Revisiting the origin of octoploid strawberry
Liston, Aaron et al. (2019), Revisiting the origin of octoploid strawberry, Dryad, Dataset, https://doi.org/10.5061/dryad.ncjsxksqj
The cultivated strawberry (Fragaria ×ananassa) is an octoploid, and the identity of its four subgenomes has long been a mystery. In their recent strawberry genome publication, Edger et al. present a novel hypothesis: each subgenome originated from a different extant diploid progenitor, and the hexaploid species Fragaria moschata was a direct ancestor. We reanalyzed the four octoploid subgenomes in a phylogenomic context and our results support only two extant diploids progenitors; we also found no support for F. moschata as a direct ancestor. We identified assumptions in the Edger et al. tree-searching algorithm that prevent it from accepting extinct or unsampled progenitors, and we argue that this is a critical weakness of their approach.

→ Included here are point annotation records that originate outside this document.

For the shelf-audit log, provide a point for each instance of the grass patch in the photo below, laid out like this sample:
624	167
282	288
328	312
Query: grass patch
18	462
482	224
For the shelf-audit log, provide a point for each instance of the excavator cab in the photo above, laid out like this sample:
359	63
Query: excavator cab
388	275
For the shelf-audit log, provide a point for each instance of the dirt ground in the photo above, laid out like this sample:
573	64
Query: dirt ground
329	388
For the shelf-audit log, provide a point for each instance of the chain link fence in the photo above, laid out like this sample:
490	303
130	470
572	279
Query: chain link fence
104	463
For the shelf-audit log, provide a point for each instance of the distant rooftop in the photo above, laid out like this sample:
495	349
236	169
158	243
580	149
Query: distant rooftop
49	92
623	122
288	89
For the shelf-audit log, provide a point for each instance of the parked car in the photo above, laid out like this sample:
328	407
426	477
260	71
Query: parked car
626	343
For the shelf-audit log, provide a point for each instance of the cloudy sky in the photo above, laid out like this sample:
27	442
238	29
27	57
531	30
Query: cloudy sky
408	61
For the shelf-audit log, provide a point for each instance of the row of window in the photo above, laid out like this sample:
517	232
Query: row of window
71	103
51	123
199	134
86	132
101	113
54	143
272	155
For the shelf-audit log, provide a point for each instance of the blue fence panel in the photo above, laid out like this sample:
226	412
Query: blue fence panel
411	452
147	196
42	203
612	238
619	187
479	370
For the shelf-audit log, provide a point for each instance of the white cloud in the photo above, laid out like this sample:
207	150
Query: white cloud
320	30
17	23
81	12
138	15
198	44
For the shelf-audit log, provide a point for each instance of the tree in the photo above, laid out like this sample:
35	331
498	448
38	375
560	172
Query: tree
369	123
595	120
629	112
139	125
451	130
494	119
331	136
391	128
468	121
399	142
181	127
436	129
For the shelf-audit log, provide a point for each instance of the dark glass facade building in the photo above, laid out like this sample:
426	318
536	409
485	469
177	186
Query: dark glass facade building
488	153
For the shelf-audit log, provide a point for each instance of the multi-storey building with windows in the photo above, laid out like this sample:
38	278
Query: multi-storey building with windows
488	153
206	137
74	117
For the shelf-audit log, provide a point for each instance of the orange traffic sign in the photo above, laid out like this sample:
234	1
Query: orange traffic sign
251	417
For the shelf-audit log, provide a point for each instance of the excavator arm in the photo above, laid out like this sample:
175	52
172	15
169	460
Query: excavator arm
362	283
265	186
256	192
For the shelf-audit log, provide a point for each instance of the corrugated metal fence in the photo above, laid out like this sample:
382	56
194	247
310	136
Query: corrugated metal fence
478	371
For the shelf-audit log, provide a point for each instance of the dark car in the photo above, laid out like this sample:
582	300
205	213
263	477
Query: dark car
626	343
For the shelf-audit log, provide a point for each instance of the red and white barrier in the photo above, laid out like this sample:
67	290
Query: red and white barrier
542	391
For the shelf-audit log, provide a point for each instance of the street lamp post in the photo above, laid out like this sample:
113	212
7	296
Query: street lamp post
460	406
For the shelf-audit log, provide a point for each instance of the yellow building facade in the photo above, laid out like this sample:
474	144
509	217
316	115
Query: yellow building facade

Phylogenomic Analysis of the Octoploid Subgenomes
Illumina sequencing libraries were prepared from leaf tissue of six diploid Fragaria species, and 9-32X genomic coverage was obtained (Supplementary Table 1). Fragaria vesca subsp. bracteata, F. iinumae and F. nipponica were sequenced at the Oregon State University Center for Genome Research and Biocomputing Central Services Lab with 100 bp single ends on a HiSeq 3000. Fragaria mandshurica, F. nilgerrensis and F. nipponica were sequenced at Berry Genomics (Hangzhou, China) with 150 bp paired ends on a HiSeq 2500. We removed adapters and low-quality portions of reads using Trimmomatic (v 0.35)1 and settings LEADING:20, TRAILING:20, SLIDINGWINDOW:5:20, MINLEN:50. The genome assemblies of octoploid Fragaria ananassa ‘Camarosa’, diploid F. bucharica (published as F. nubicola)2, and diploid outgroup Potentilla micrantha3 were downloaded from the Genome Database for Rosaceae (https://www.rosaceae.org/). The former was subdivided by the Edger et al.4 subgenome assignment into four sets of seven chromosomes. These assemblies were converted to 20X genomic coverage of random 100 bp sequences using BBTools randomreads.sh (https://jgi.doe.gov/data-and-tools/bbtools/). The above sets of sequence reads were aligned with BWA (v 0.7.12)5 to the Fragaria vesca v 4.1 genome assembly6 after masking repetitive regions of the genome. This was done with BBTools bbmask.sh (https://jgi.doe.gov/data-and-tools/bbtools/) masking sequences that align to the F. vesca v 4.1 transposable element library downloaded from the Genome Database for Rosaceae (https://www.rosaceae.org/). In total, 4.5% of the genome was masked. This is lower than the 31% transposable element (TE) content reported in supplemental Table 4 of the F. vesca genome publication6, but similar to the value inferred from Figure 1 in the same publication. We suggest this discrepancy is due to the inclusion of partial and degenerate TEs in the calculation used in the table, while the figure more accurately represents the fraction of non-unique sequence in the F. vesca reference genome.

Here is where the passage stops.